What I’m reading:
Is Your Degree Program Too Complicated? Poor design and needless bloat are derailing students. asks us to think about “curricular complexity” and the role instructors play in retaining and graduating students. While “needless bloat” is certainly not something that sounds good for students, I’m not certain we would all agree that streamlining a student’s path from matriculation to graduation, with no room for detours, is the best choice either.
Everyone Has Invisible Bias offers some techniques for exploring our biases and how to help students apply these same approaches.
Perhaps the biggest challenge we face when accessing information is confronting our biases before we are able to unpack the opinions and insights of other people.
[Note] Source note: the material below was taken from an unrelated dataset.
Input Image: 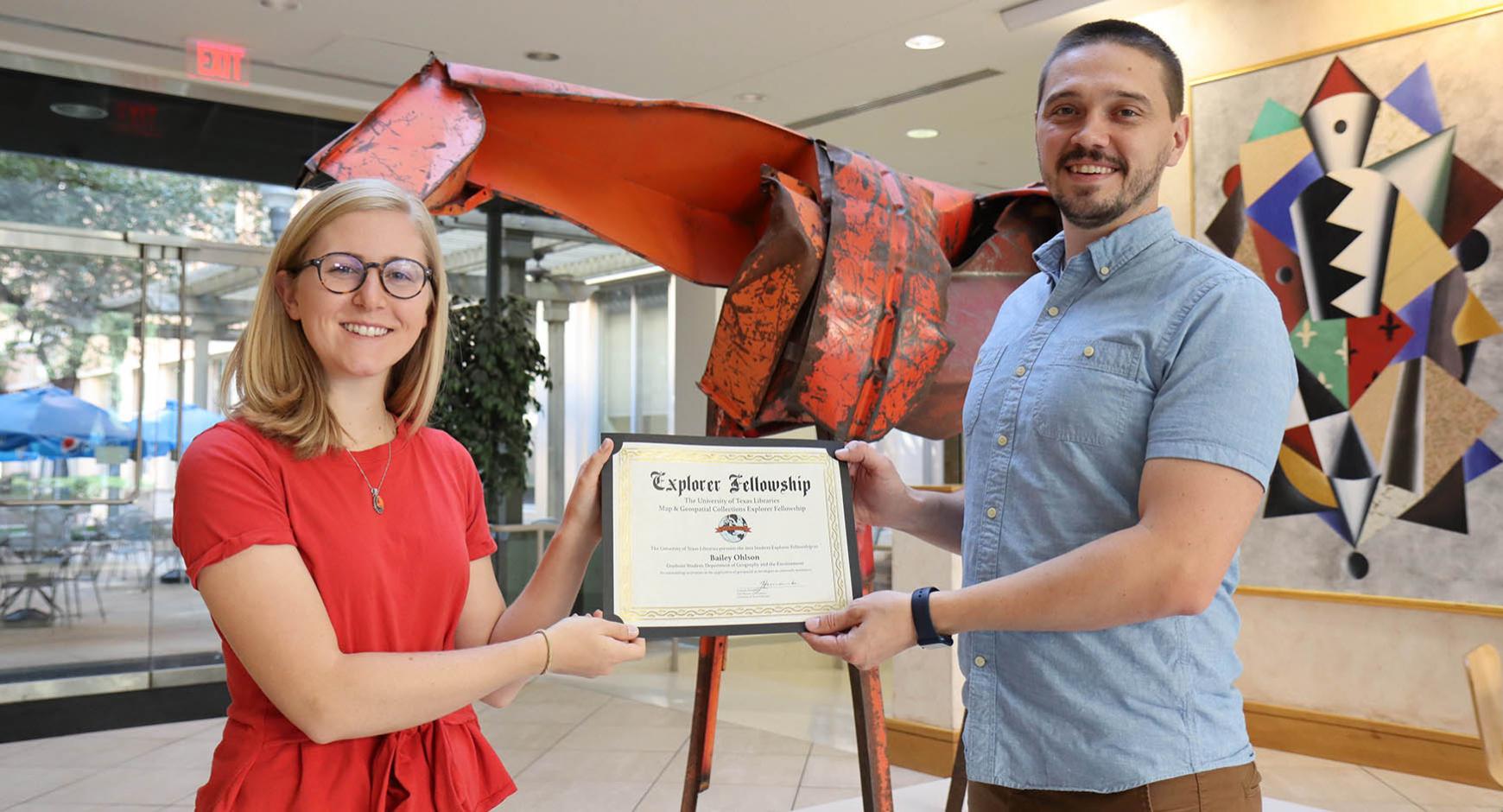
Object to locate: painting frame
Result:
[1184,3,1503,617]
Often these biases are unconscious or implicit, meaning we might not even be aware we have them.
In The Cult of Quality Matters, Martha Burris and Jesse Stommel offer a thoughtful discussion of how impersonal rubrics like Quality Matters serve neither us nor our students well.
Quality Matters, with its 42-point rubric, is one of the most pervasive and insidious examples of a standardized approach to the development of online courses. Insidious because it offers solutionism (or solution theater) more than an actual solution. Pervasive, because it has been so widely adopted, because it is looked to as a “gold standard,” because it is often universally implemented as a requirement across entire institutions, and because the items on the rubric itself are inflexible but also vague enough that they gesture to an all-seeing panoptic gaze…The problem with the Quality Matters rubric is that it not only denies the subjectivity of human judgment, but that it appears to live in a world where there are no humans altogether.
This article is about much more than just QM. It’s a long read - but well worth the time.
Assessment System with Resources: An Overview offers several technology-enhanced grading and feedback practices (including some I’ve written about before, text expanders and audio feedback). For instructors working within an LMS, I think the best idea he offers is #4A: Providing Feedback - Hyperlinked Rubrics. I really like the idea of connecting rubric descriptors to resources for students.
The key is in how the rubric is built. Notice that the different levels are not indicators of quality, but rather more like steps in a process. You learn X first, and then we move onto Y. This helps the student be able to take ownership in their learning. I may not know how to go from "multiple errors in end-of-sentence punctuation" to "a few errors," but I can learn how to go from developing simple sentences to developing compound sentences. It makes the growth tangible, more concrete. Not only that, but it doesn't devalue earlier steps in the learning process. Once those concepts are identified, then it becomes easy to see how to hyperlink resources in there. This makes the link between feedback and instruction tighter. It closes the loop on what used to feel like an open-ended process.